Angles in cyclic quadrilateral in semi-circle

Given a cyclic quadrilateral ABCD in a semi-circle, (let AD be the diameter),let AB=BC=1. Draw the line DB.

Prove that angle ADB= angle BDC

This was taken as obvious in a solution I read, but it is not at all obvious to me. Help in understanding this result would be appreciated.

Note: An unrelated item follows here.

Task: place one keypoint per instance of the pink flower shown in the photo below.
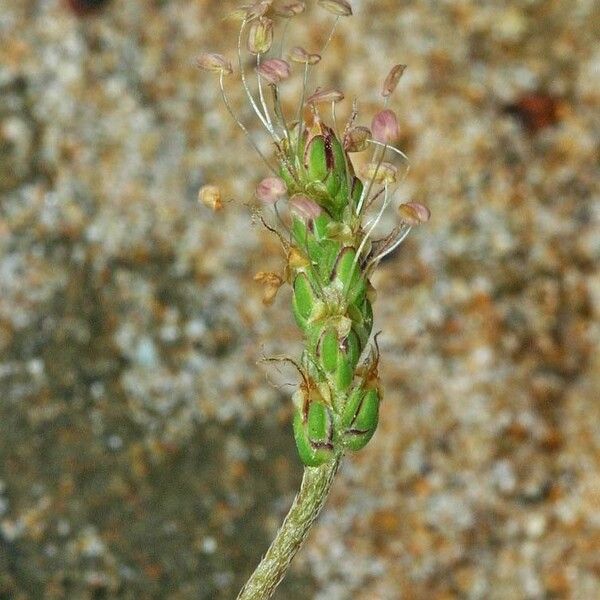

Re: Angles in cyclic quadrilateral in semi-circle

Hello, I-Think!

Quote:

$\displaystyle \text{Given a cyclic quadrilateral }ABCD\text{ in a semicircle with diamter AD.}$

$\displaystyle \text{Let }AB = BC = 1.\;\text{ Draw the line segment }DB. $

$\displaystyle \text{Prove that: }\:\angle ADB \,=\, \angle BDC$

Didn't they explain why it is "obvious"?

Angles $\displaystyle ADB$ and $\displaystyle BDC$ are inscribed angles.

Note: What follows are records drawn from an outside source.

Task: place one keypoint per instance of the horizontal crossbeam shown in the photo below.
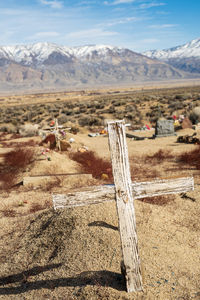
(105, 193)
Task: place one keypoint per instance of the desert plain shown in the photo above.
(75, 253)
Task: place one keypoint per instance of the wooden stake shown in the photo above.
(125, 205)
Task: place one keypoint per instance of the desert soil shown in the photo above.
(75, 253)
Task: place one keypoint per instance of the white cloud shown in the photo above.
(45, 34)
(152, 4)
(116, 2)
(53, 3)
(149, 41)
(121, 21)
(91, 33)
(160, 26)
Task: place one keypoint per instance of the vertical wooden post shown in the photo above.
(57, 135)
(125, 205)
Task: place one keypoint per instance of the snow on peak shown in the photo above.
(39, 52)
(191, 49)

. . They are measured by one-half their intercepted arcs.

We are told that chords $\displaystyle AB$ and $\displaystyle BC$ are equal.

. . Hence, their respective arcs are equal: .$\displaystyle \overline{AB} \:=\:\overline{BC} $

Therefore: .$\displaystyle \angle ADB \,=\,\angle BDC$